6 — Amadureça-se o vinho (por velhice). Que os deuses do tempo lhe preservem (na repetição dos dias) aromas e cor.
Repitam-se (criativamente) as palavras à exaustão da escrita. O eco literário há de ganhar (no tempo) condição de teoria.

7 — Lote-se o vinho na (sábia) mistura dos sabores. Pequenos roubos que se elevam à condição dos grandes feitos.
Faça-se a revolução dos textos com as palavras roubadas às ideias. O roubo que antecede a redistribuição criativa sempre apadrinhou a novidade.

8 — Clarifique-se o vinho no refrigério da sombra, para que ganhe luz (cópia a cópia) quando dialoga connosco em cada taça.
Escrevam-se as palavras ditas através da arte da interpretação (criativa) para que ganhem luz em todas as sombras escondidas no papel.

9 — Encaderne-se (por fim) o precioso néctar, para que o descubramos no acaso (orientado) da sabedoria dos que leem as bebidas.
Engarrafem-se as palavras (todas) e lancem-se no mundo. Espere-se que o autor (inteligente) tenha sabido gerir o seu potencial criativo, a sua teimosia perseverante, e o seu olho de pintor, porque nem sempre se descobre (por acaso) o agradável de quem bebe as palavras.
Fica por saber se com estes nove passos produziria bom vinho (nunca me facilitaram a matéria prima), mas sei que nos espelhados nove princípios da La Part des Anges (O Quinhão dos Anjos) se conseguiram alguns livros bem acima da mediania.
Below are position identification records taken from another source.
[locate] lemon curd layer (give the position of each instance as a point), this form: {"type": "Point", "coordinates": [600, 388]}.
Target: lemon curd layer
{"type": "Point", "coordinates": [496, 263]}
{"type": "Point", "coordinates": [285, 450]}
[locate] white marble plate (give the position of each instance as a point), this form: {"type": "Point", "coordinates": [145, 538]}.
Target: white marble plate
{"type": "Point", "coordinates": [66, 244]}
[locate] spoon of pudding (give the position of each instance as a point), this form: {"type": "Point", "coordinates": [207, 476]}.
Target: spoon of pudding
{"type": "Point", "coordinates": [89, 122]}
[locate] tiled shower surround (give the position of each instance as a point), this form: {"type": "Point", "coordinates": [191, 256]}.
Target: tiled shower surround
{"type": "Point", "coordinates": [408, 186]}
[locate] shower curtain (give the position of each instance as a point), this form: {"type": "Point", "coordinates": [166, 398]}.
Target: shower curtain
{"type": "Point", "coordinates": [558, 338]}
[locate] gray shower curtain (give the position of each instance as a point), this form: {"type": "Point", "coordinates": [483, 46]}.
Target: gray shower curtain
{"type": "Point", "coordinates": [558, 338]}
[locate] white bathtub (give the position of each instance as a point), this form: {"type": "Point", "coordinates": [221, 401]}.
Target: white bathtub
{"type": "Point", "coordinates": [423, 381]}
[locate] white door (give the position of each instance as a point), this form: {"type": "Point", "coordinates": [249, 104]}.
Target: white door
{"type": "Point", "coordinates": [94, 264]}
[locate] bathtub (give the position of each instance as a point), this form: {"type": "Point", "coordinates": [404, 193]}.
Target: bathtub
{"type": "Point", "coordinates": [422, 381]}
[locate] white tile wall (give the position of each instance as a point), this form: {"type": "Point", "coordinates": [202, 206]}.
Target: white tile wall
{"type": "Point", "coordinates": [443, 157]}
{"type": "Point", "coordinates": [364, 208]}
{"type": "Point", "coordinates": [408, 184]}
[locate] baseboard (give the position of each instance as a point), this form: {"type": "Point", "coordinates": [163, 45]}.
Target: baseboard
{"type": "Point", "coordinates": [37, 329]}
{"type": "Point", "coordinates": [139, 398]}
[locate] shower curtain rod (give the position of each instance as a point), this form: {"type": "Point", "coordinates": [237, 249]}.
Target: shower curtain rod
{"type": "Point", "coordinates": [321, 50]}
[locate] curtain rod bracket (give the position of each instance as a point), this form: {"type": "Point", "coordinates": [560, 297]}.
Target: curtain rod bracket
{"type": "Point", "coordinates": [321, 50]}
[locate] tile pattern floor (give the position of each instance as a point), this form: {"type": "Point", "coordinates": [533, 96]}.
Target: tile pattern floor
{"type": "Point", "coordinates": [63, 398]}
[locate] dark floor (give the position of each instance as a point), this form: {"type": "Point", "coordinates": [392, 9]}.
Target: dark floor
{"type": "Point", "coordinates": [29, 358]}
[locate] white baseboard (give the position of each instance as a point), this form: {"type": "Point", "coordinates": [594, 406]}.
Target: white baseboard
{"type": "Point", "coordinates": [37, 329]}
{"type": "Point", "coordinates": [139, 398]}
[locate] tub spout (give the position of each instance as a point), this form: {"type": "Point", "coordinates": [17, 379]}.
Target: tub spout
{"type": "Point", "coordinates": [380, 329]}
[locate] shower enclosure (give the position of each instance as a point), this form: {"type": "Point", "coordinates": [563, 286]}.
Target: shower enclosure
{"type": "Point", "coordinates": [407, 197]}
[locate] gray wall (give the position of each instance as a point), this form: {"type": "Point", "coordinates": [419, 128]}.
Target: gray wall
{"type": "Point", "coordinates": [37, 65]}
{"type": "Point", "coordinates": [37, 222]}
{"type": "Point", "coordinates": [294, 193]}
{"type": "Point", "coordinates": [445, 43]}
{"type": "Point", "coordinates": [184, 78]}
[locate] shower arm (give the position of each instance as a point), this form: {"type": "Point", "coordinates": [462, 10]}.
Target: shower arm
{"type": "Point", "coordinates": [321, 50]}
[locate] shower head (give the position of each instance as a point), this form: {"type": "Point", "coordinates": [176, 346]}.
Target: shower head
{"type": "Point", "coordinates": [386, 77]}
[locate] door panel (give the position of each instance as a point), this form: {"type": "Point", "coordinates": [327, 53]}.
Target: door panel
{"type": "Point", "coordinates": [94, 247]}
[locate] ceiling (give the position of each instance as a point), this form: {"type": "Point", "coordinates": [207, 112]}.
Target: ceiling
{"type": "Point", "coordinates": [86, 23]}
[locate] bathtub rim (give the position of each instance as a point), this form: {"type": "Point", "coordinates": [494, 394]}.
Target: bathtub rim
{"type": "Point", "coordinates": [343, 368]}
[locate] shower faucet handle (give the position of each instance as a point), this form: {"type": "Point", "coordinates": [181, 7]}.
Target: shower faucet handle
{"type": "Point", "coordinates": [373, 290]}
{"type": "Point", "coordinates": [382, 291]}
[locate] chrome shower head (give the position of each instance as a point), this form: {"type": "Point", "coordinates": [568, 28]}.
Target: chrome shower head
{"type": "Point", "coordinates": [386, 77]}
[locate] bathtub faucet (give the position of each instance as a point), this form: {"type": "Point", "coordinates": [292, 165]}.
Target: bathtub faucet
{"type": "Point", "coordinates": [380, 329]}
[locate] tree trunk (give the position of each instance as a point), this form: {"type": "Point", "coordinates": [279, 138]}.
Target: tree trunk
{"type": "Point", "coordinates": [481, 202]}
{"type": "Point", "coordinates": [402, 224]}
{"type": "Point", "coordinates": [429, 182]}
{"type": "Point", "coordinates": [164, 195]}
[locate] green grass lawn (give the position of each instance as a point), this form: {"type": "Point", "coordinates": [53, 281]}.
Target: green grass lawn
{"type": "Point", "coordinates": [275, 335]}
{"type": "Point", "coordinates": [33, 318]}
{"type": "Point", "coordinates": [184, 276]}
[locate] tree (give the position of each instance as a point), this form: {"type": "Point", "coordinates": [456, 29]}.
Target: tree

Eis o meu cálice de porto em palavras:

 
Límpido                                          «A paciência que habita,  
                                                     suave,
Transparente                                  o veludo dos hábitos,                              
Com intensos reflexos                      acarinha o tempo que passa
                                                     granulada, em paz.
E lágrimas                                      Tecido de pó:
Tranquilo                                        reconforta todos os regressos.
                                                     A arte dos esquecimentos, 
Numa crescente gradação                depositada.